The new law will end state leases and permits for operations that grow non-native fish when current leases expire in 2022.

The backlash stems from last summer’s escape of at least 160,000 Atlantic salmon from a neglected net pen operated by Canadian-based Cooke Aquaculture. A report issued by the state called the escaped Atlantics a threat to native stocks and waters.  

Speaking of non-native stocks – Alaska lawmakers are backing the push to slap labels on Frankenfish.

Representative Geran Tarr of Anchorage, speaking at a hearing last week, sponsored a joint resolution –

“And the question that leads us to having this resolution before us today and in support of Sen Murkowski’s work, is how does the introduction of this gm salmon, absent labeling, so a consumer can know if they are getting the wild Alaska product or a gm product.
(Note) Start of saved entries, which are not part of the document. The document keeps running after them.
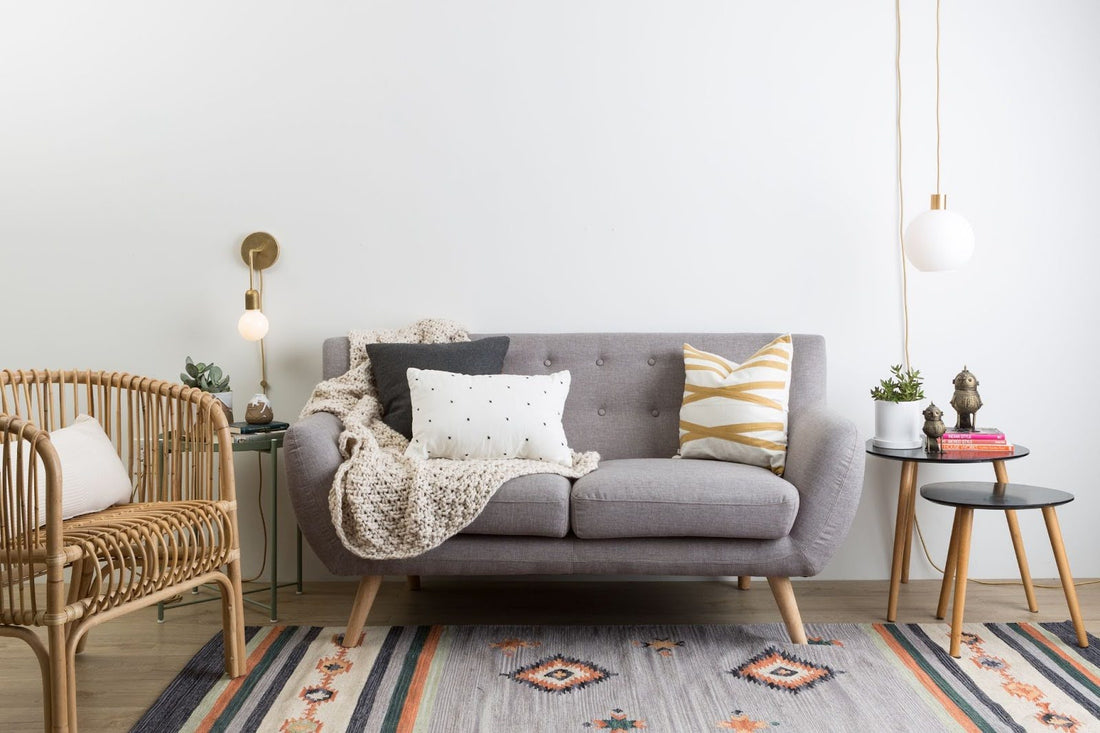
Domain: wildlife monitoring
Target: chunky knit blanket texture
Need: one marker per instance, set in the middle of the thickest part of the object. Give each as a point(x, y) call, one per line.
point(385, 505)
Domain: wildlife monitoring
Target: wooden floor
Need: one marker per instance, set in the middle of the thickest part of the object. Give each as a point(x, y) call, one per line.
point(129, 662)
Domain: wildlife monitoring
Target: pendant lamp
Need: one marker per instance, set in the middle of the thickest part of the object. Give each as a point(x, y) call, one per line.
point(938, 240)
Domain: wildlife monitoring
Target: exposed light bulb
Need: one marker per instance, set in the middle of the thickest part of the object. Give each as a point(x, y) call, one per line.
point(938, 240)
point(253, 325)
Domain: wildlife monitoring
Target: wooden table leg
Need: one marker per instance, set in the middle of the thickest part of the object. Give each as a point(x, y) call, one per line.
point(1067, 579)
point(953, 554)
point(965, 518)
point(1018, 542)
point(904, 492)
point(910, 521)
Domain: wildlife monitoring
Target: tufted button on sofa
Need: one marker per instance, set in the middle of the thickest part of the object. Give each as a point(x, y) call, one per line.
point(644, 511)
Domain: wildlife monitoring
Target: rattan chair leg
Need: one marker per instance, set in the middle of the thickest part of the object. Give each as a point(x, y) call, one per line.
point(232, 619)
point(58, 684)
point(70, 646)
point(43, 657)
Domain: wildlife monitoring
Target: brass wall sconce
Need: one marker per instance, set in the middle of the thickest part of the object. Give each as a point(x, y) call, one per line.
point(260, 251)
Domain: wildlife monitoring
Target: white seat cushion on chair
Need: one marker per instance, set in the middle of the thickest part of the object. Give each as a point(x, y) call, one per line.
point(92, 474)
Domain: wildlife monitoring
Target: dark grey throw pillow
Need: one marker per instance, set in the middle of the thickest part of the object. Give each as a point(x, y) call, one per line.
point(389, 363)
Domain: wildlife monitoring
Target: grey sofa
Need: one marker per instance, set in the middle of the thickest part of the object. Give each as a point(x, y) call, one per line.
point(641, 512)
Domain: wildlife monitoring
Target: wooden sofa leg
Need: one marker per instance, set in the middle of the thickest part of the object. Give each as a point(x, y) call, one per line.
point(788, 608)
point(364, 599)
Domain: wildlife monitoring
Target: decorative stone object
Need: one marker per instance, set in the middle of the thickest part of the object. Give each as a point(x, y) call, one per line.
point(966, 401)
point(259, 411)
point(934, 427)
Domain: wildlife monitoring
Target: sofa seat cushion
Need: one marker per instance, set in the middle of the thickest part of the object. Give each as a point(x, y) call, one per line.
point(682, 498)
point(534, 505)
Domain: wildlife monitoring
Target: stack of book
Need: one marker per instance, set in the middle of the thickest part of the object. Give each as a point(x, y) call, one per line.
point(983, 440)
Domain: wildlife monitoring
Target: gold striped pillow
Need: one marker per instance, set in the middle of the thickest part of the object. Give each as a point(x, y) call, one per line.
point(737, 412)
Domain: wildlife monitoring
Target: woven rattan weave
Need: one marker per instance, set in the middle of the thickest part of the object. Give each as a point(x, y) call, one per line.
point(178, 532)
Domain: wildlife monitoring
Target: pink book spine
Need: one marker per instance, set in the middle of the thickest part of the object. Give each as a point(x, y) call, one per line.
point(972, 436)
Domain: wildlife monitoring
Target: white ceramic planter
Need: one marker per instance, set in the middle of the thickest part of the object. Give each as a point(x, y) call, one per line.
point(898, 424)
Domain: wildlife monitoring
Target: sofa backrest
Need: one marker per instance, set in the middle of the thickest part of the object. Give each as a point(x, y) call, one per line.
point(626, 389)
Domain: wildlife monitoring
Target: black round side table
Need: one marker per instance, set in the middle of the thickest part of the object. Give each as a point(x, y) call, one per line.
point(969, 495)
point(911, 458)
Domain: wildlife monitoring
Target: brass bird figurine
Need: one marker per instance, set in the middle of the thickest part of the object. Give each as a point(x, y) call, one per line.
point(933, 426)
point(966, 401)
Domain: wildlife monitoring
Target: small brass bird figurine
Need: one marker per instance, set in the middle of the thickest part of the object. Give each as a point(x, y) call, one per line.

How will that undermine people’s confidence in our product.”  

The so called AquaAdvantage salmon is genetically modified to grow three times faster than the real varieties.  After a 25 year push, it got FDA approval in 2015, the first GM animal ever approved for human consumption.

But a legislative block by Senator Murkowski has meant no sale in the U.S. until the manmade fish is labeled.

 “The FDA –  to allow for the first time ever this genetically engineered salmon for human consumption, then at a bare minimum you’ve got to stick a label on it that says so.   This experiment I think puts at risk the health of our fisheries not only in Alaska, but throughout the Pacific Northwest.” 

A legal trade loophole might make a Frankenfish risk more immediate.

The GM fish is hatched in Canada, grown out in Panama and up till last year, it faced an import ban until labeling was in place. But that language is not included in Trump’s FY 19 budget. If it is not reinserted, the GM salmon could get a green light to enter the US.

The US Dept. of Agriculture has until July 29 to publish regulations that will define whether and how to label genetically modified foods.